When software is involved in a system, the development and design assurance of that software is often governed by the DO-178B document titled "Software Considerations in Airborne Systems and Equipment Certification." The severity of consequence identified by the hazard analysis establishes the criticality level of the software. Software criticality levels range from A to E, corresponding to severities of Catastrophic to No Safety Effect. Higher levels of rigor are required for level A and B software, and corresponding functional tasks and work products in the system safety domain are used as objective evidence of meeting safety criteria and requirements.
The following safety-related severity definitions are compiled from Wikipedia and the DO178/DO254 standards:
Severity = Catastrophic
Results in multiple fatalities and/or loss of the system.
Severity = Hazardous
Reduces the capability of the system or the operator ability to cope with adverse conditions to the extent that there would be:
- Large reduction in safety margin or functional capability
- Crew physical distress/excessive workload such that operators cannot be relied upon to perform required tasks accurately or completely
- Serious or fatal injury to small number of occupants of aircraft (except operators)
- Fatal injury to ground personnel and/or general public
Severity = Major
Reduces the capability of the system or the operator ability to cope with adverse conditions to the extent that there would be:
- Significant reduction in safety margin or functional capability
- Significant increase in operator workload
- Conditions impairing operator efficiency or creating significant discomfort
- Physical distress to occupants of aircraft (except operator) including injuries
- Major occupational illness and/or major environmental damage, and/or major property damage
Severity = Minor
Does not significantly reduce system safety. Actions required by operators are well within their capabilities. This category includes:
- Slight reduction in safety margin or functional capabilities
- Slight increase in workload such as routine flight plan changes
- Some physical discomfort to occupants or aircraft (except operators)
- Minor occupational illness and/or minor environmental damage, and/or minor property damage
Severity = No Safety Effect
Has no effect on safety.
The DO-254 standard also uses this approach for FPGA's in aviation (commercial and some military).

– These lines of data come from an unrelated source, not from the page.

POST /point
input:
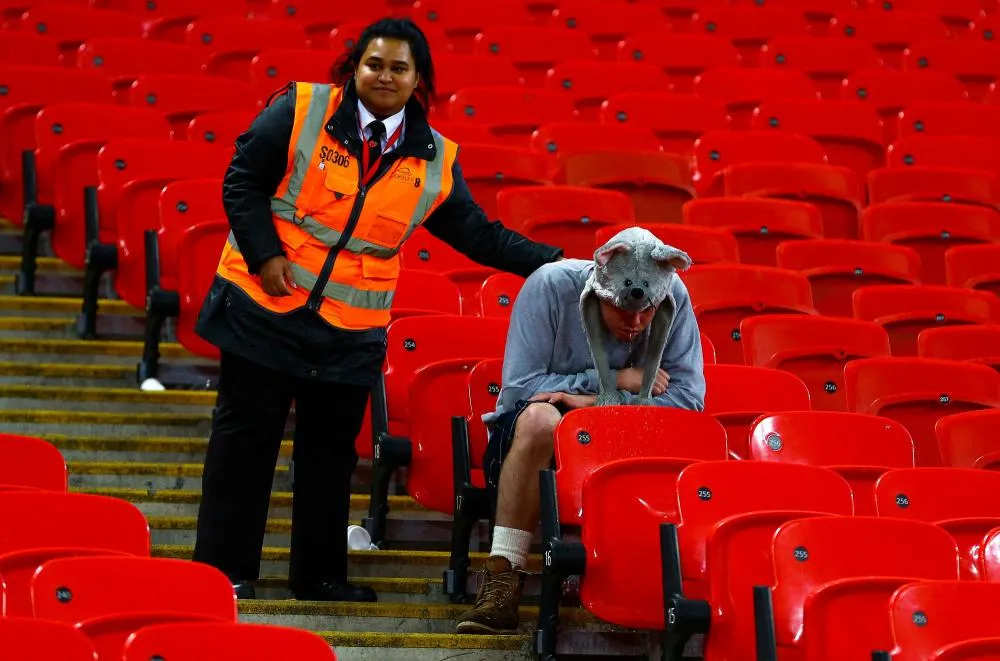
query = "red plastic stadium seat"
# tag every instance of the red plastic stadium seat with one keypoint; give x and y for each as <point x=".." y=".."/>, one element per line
<point x="858" y="447"/>
<point x="723" y="507"/>
<point x="836" y="572"/>
<point x="906" y="310"/>
<point x="107" y="607"/>
<point x="969" y="440"/>
<point x="963" y="501"/>
<point x="44" y="525"/>
<point x="849" y="131"/>
<point x="977" y="344"/>
<point x="682" y="56"/>
<point x="589" y="437"/>
<point x="250" y="642"/>
<point x="962" y="615"/>
<point x="917" y="392"/>
<point x="776" y="164"/>
<point x="676" y="119"/>
<point x="24" y="639"/>
<point x="836" y="267"/>
<point x="759" y="225"/>
<point x="737" y="395"/>
<point x="725" y="294"/>
<point x="813" y="348"/>
<point x="973" y="267"/>
<point x="704" y="245"/>
<point x="32" y="463"/>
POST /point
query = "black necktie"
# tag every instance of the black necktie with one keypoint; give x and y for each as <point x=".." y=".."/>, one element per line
<point x="375" y="141"/>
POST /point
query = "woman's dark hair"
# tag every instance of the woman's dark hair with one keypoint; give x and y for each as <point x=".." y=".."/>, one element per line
<point x="403" y="29"/>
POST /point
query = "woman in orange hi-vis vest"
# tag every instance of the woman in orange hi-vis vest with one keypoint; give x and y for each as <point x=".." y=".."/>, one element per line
<point x="323" y="189"/>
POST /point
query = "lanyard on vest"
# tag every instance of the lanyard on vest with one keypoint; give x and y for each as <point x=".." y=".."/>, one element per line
<point x="369" y="170"/>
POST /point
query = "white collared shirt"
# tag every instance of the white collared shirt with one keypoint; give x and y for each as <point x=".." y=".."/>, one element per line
<point x="391" y="124"/>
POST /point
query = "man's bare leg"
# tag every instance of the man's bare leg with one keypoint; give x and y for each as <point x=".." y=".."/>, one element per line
<point x="516" y="519"/>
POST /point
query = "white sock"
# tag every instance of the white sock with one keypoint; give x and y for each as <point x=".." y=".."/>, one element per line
<point x="512" y="544"/>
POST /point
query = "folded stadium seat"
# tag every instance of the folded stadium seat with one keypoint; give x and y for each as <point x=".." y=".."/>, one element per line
<point x="858" y="447"/>
<point x="64" y="164"/>
<point x="230" y="44"/>
<point x="837" y="572"/>
<point x="453" y="72"/>
<point x="106" y="606"/>
<point x="889" y="32"/>
<point x="704" y="245"/>
<point x="220" y="128"/>
<point x="976" y="344"/>
<point x="783" y="165"/>
<point x="587" y="443"/>
<point x="849" y="131"/>
<point x="682" y="57"/>
<point x="890" y="91"/>
<point x="69" y="26"/>
<point x="561" y="140"/>
<point x="827" y="62"/>
<point x="963" y="614"/>
<point x="969" y="440"/>
<point x="677" y="119"/>
<point x="971" y="62"/>
<point x="758" y="224"/>
<point x="813" y="348"/>
<point x="425" y="252"/>
<point x="461" y="22"/>
<point x="26" y="49"/>
<point x="836" y="267"/>
<point x="906" y="310"/>
<point x="963" y="501"/>
<point x="29" y="89"/>
<point x="533" y="49"/>
<point x="414" y="342"/>
<point x="590" y="84"/>
<point x="742" y="90"/>
<point x="182" y="97"/>
<point x="566" y="216"/>
<point x="511" y="113"/>
<point x="22" y="638"/>
<point x="737" y="395"/>
<point x="124" y="60"/>
<point x="725" y="294"/>
<point x="27" y="462"/>
<point x="919" y="391"/>
<point x="43" y="525"/>
<point x="249" y="642"/>
<point x="721" y="506"/>
<point x="930" y="228"/>
<point x="749" y="28"/>
<point x="973" y="267"/>
<point x="273" y="68"/>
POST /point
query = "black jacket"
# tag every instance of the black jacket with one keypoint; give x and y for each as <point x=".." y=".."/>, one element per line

The IEC 61508 standard, which is employed in industrial automation, also uses a multi-level approach to certification and safety (SIL 1-3).
Data from Hi-Rely shows that the development cost of a Level A project can be 240 percent more than that of a Level E project, while a Level D project can cost 160 percent more to develop than a level E project. However, the lifecycle costs of a Level A project are often lower due to fewer field related issues, because once such a product is fielded, it remains "as-is" and under the same configuration.
The policies and procedures at the aircraft level are developed to cover equipment failure conditions. Some items -- such as DSP and Math -- are quite difficult to realize at a Level A standard. Thus, systems are designed with redundancy to allow them to be implemented at, say, a Level C or D and to be completed economically. Other items -- such as radios, which are subject to interference, sun spot activity, and lightning -- simply cannot be made reliable enough to be Level A or B, and as such are left at Level C or D. If an FPGA is just used for a data-bus, for example, it is left at Level C or D.
At Level A, every item in the assurance chain is ratcheted up to full. Code coverage is performed for all conditions of each conditional statement -- low-level requirements are generated and traced to code and tests -- and all items are kept under configuration management control. At Level D, requirements are only traced to test results, and only a minimum of items are maintained under configuration management.
Given that we all enjoy the benefits of safe, low-cost air travel, how is safety vs. cost managed for FPGAs in your industry?